USC Marshall’s AI for Business (BUAI) joint degree program is collaborating with Thunder and Salesforce to deepen insights into artificial intelligence (AI) and the role the technology will play in business and beyond. The USC-Thunder-Salesforce Agentic AI Lab, composed of 30 to 35 BUAI students, will create a detailed report on the newest developments in AI and present it to the companies later this month.
The BUAI degree, offered in partnership with the Viterbi School of Engineering, combines the technical aspects of AI development and coding with a comprehensive business education. The program seeks to develop its students as multifaceted professionals with the ability to create technical solutions for complex business challenges.
Charlie Hannigan, academic director of the BUAI program and assistant professor of clinical data sciences and operations, outlined the mutually beneficial collaboration, providing companies access to innovative research and offering students experiential learning opportunities in a rapidly developing field.
“Students will produce short prospectuses that map the current landscape, highlight near-term possibilities, and identify ethical concerns and pitfalls companies must navigate,” Hannigan said. “This work benefits students by immersing them in cutting-edge applications of AI, while companies gain fresh insights from talented young researchers who are analyzing their sector with both rigor and creativity.”
Salesforce is a cloud-based customer relationship software, offering services in multiple areas such as sales, marketing, and e-commerce. Thunder is a consultancy company specializing in the adoption and implementation of Salesforce platforms. Thunder uses their expertise to help clients tailor the software to their unique business needs, be it marketing, revenue tracking, data analysis, or customer service. As technology-based enterprises, both Thunder and Salesforce are developing AI strategies to innovate their platforms.

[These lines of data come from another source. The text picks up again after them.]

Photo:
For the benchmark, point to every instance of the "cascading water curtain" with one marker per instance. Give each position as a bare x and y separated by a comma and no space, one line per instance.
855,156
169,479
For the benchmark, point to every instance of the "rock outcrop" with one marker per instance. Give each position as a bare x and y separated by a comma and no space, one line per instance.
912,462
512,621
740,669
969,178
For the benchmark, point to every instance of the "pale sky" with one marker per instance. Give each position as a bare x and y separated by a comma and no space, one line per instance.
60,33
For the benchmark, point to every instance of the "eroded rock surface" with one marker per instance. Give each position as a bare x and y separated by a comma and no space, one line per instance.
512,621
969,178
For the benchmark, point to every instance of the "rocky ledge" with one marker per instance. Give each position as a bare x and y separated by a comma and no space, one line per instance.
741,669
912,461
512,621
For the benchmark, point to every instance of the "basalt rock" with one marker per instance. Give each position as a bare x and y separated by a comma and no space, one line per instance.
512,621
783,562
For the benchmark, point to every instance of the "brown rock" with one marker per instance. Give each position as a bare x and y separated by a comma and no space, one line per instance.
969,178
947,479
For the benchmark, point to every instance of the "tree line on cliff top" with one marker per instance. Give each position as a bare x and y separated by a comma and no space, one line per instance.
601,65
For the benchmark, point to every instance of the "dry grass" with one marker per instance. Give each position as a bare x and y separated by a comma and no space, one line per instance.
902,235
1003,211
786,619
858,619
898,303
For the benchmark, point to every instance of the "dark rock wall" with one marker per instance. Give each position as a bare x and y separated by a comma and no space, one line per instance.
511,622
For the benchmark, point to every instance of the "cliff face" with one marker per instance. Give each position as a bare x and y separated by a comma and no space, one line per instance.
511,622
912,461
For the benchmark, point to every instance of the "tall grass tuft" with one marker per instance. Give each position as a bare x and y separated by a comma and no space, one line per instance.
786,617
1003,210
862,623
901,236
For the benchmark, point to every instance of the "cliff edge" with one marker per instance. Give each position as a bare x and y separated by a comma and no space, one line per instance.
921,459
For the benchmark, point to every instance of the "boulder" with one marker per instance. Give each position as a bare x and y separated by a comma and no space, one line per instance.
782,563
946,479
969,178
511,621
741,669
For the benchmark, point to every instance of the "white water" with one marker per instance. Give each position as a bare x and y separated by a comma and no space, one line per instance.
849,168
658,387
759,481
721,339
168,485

The lab will research how AI is shaping four separate areas of development: healthcare, led by Kimon Drakopoulos, associate professor of data sciences and operations; corporate applications, led by Nathanael Fast, associate professor of management and organization and director of the Neely Center for Ethical Leadership and Decision Making, high-tech industries, led by Hannigan, and public sector initiatives, led by Carter Wigell, CEO of Thunder, and Jerad Speigel, chief strategy and corporate development officer at Washington Harbour.